Mechanisms underneath

What the engine expresses

  • Per-class motivating operations — edible, tangible, social, escape, sensory, activity — each with deprivation-recovery and satiation-on-delivery curves.
  • Latency-decay reinforcement: strength as a function of time from emission.
  • Real schedules — CRF, FR, VR, FI, VI, multiple, concurrent.
  • Extinction with burst-then-decay patterning.
  • Response variability and behavioral momentum mass.
  • Continuous coordinates with 3D-ready orientation (yaw, pitch, roll).
  • Motion primitives composed into named topographies via authored operational definitions.
  • Characters with sight cones, reach radii, height tiers, and personality axes for non-learner roles.
  • Append-only event log, replayable action stream, IOA capture, markdown export.

Status

Where the work is

Working prototype in active build.
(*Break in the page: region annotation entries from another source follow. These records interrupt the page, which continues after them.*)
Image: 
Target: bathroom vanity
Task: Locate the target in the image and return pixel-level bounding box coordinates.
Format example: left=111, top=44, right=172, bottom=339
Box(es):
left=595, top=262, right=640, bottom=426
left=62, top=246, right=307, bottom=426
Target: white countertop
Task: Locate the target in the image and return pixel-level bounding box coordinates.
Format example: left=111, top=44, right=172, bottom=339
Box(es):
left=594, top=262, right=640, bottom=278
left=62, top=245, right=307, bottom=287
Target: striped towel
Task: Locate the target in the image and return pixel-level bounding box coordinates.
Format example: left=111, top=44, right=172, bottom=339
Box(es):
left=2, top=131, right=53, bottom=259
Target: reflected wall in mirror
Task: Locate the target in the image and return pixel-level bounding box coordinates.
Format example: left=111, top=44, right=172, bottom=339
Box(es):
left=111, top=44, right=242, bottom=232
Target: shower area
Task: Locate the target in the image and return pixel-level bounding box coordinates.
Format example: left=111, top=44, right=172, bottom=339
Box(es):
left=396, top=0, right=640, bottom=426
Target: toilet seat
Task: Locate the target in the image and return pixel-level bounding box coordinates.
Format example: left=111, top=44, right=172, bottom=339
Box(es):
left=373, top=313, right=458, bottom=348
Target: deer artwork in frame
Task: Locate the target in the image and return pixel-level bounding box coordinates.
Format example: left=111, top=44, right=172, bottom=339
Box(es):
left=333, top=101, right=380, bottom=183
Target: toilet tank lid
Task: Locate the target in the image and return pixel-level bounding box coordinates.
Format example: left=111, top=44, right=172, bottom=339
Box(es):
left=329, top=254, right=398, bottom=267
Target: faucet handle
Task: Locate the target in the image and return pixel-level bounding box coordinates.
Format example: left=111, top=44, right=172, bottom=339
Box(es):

Designer and Participant surfaces both function; the scene-engine, scene-modes, and scene-renderer packages back them. No live demo is linked from this page yet — a layout pass on the Designer is queued before the Participant view goes public.

Parameter values are placeholder scaffolds. Calibration against recorded sessions is the next architectural step; the Lesson and SessionRecording contracts are shaped to make calibration a parameter-fit problem rather than a re-architecture.